KESSEL: Well, what we can see now is the -- the sappers, the police dogs, the army security men searching just to make sure there are no other bombs, but the devastation has been wrought here on the scene by the suicide bomber.

The police are saying, in fact, it definitely was a suicide bomber, and in that casualty toll of at least 13 dead, they do not include the body of the bomber. Pandemonium is calming to some degree. It was absolute mayhem here just about 10, 15 minutes ago. All the wounded have been taken away to hospital, but we have got reports of over 50 wounded, of whom a number were in serious condition.

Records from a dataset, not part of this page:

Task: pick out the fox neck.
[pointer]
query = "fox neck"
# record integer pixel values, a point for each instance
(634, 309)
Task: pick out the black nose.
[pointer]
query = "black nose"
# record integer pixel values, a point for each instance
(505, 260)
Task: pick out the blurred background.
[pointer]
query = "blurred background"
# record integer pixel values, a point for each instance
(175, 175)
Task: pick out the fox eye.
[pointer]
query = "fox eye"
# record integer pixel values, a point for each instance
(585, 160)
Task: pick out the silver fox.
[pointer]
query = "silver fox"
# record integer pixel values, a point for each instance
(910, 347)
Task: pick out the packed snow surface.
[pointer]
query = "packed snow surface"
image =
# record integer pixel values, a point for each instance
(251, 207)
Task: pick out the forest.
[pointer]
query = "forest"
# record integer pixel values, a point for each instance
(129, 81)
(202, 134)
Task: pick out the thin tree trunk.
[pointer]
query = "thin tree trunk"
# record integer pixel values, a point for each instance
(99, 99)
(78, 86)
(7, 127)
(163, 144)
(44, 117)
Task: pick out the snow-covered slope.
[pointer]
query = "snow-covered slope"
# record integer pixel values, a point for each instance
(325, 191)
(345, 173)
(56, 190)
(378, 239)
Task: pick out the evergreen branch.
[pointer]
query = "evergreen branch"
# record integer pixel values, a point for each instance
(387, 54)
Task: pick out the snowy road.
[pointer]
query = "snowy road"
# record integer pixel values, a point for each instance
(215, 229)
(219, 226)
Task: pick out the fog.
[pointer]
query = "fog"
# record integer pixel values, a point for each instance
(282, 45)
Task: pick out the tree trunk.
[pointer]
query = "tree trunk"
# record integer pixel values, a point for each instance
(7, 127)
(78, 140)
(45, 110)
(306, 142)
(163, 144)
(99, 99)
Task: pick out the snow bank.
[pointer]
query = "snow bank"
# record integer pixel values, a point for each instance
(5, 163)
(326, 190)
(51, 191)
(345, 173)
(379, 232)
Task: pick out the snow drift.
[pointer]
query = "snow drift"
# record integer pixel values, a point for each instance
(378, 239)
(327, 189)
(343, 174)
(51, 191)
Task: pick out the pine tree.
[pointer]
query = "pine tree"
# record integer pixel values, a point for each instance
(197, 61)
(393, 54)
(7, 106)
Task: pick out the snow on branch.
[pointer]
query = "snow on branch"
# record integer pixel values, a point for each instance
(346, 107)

Now the grisly cleanup work continues. First, the forensics men are on board -- on board the bus, around the bus. This is a busy, busy street in the heart of Jerusalem here, and it's heading just about -- I'd say about 150 yards away from the central intersection in the heart of downtown Jerusalem.

And you were saying, the last time we spoke, indeed there was a bomb just about -- at a bus stop, not more than 50 yards away from where this stricken bus is lying now. That was just about a year, year and a half ago. In this part of Jerusalem, this several blocks square has been the scene of all too many to count now, whether suicide bombing aboard buses or of suicide bombers in the streets or walking into stores.

Most of the damage does seem to -- although there are a lot of store windows alongside the road that have been blown out, most of the damage is in the bus itself. I don't know whether any conclusions can be drawn from that about the nature of the bomb, the explosives and so forth. Less collateral damage it seems around than one is going to see in such instances around the bus, and the bus took the brunt.

And yet, unusually, as I was telling you before, the back of the bus seems to have escaped relatively unscathed because all the seats are intact and there was no fire, it doesn't seem according to this, some of the scenes we have seen in previous such attacks -- Leon.

HARRIS: There you go. There you have it. Jerrold Kessel there on the scene for us in downtown Jerusalem, there on Jaffa Street, where this bus, the No. 14 bus there was exploded by a suicide bomber.